I help people to have better posture, stand taller or move in different ways. Simple huh?

But this can lead to deep change, which helps peoples’ stress, pain, energy levels, confidence, I could go on……. Why on earth would that be?

How you do simple everyday things is related to your every day way of being and thinking.

You have developed your ways of moving and doing things over your whole life. Some of them will have come from imitating your parents as a child. You might have noticed how family members have similar mannerisms. These learnt movement patterns extend to all sorts of everyday habits.

So why do I need to change my postural and movement habits?

If all is going well for you, maybe you don’t! But for lots of us, we have some issue we are dealing with.  Pain or tension. Anxiety, stress or constant tiredness. We might not be as balanced or coordinated as we would like. For that to change, you have to change.

As Einstein said: “doing the same thing repeatedly, and expecting different results is the definition of insanity”

Taking the example of pain – if you are dealing with pain day to day, and it’s affecting your quality of life, then something will have to change in order for the pain to change. Many of us recognise what might be the big contributor to our stress or pain (or anxiety, or tiredness: these things are often related). It might be something external – like your stressful job, or a long commute, or you have young children and not enough help.

For most of us, we can’t make the changes in our lives like changing jobs that will make a big difference to our wellbeing, at least not straight away. So, the only thing we have to work with is our bodies and our reactions and make behaviour changes to take care of ourselves in the situation we are in. Even if we could wave a magic wand, or win the lottery, and make all the big changes, we often have learnt ways of being in our body that we would still need to unpick to start to feel better.

You can’t change everything all at once. But changing little things can really add up!
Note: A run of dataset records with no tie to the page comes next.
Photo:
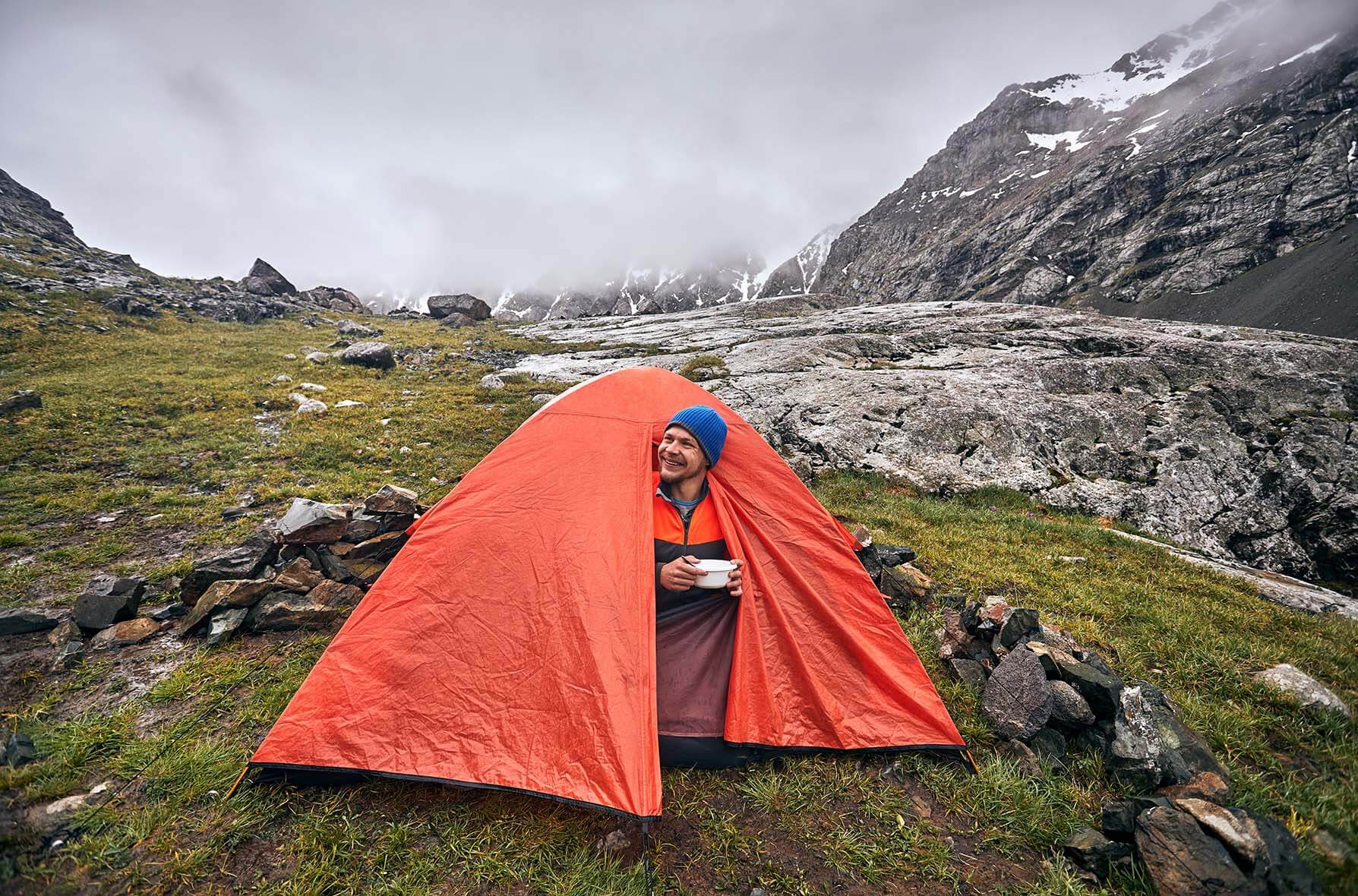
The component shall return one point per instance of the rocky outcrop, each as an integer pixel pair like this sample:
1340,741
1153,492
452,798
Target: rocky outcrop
461,303
1239,443
265,280
41,254
641,291
1201,156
  • If you can manage a 10 minute lie down a day to take some time out, that’s a great start (see here)
  • But maybe all you can do for now is to think about letting go of tension when you are sitting a couple of times a day (see video here).
  • Do you sit for hours at work, and then suddenly notice you are feeling stiff and painful? Take a little break and walk around every 30min or so.
  • Have you given up a fun thing you used to do because life seems too busy; dancing, meeting up with your mates, weekend rambles? Can you prioritise some fun time, especially if it’s active? (see why this can help both pain and stress here)

The beauty of picking one little thing to change and committing to it (poststick notes and phone reminders if necessary), is that it will become a new good habit. You will soon start to notice without external prompting that you are holding your shoulders up, and let them go. It then becomes more normal for you to have a relaxed neck and shoulders than tense ones.

As each little new habit is established it allows you ‘brain space’ to tackle another little change, such as taking a moment when stopped at traffic lights to notice you are gripping the steering wheel hard, and letting your hands relax. The effect of all these little changes is cumulative:

So, one day, you notice that you have just done that long drive that always gave you a headache and you have arrived fresh and comfortable. All because you have made lots of little changes to how you hold yourself and react to stress.

Or you are running and suddenly realise that you are moving freely and effortlessly.

Or you have been digging in the garden, and you realise that it hasn’t triggered back pain like it used to.

This is Alexander Technique: bringing your habits up from the unconscious into your awareness, so you can then decide which ones aren’t helpful, and change them. You probably have a few habits you are aware of already, like hunching over the computer for long periods. You can start changing these straight away. More subtle things, such as holding your breath when doing stressful things, or not resting the arms fully when you sit down, or standing with your back pulled in and your knees locked, or whatever your habits may be, are harder to notice for yourself. These small things can contribute to your stress or pain and affect your coordination and balance.  Because our movement and posture habits have been with us a long time, and have become part of us, it can be difficult to recognise and become aware of them.

This is where an Alexander Technique teacher can help. We are here to help you recognise how you are using your body (and mind) and show you how to undo unhelpful habits (just telling yourself to relax rarely works unfortunately!)

AT deals with our ingrained habits. Which is why it is not a quick fix and takes some commitment to learn. But this is why it is effective when ‘quick fix’ methods have failed. And because you will have changed you, you then have this skill of looking after yourself for life.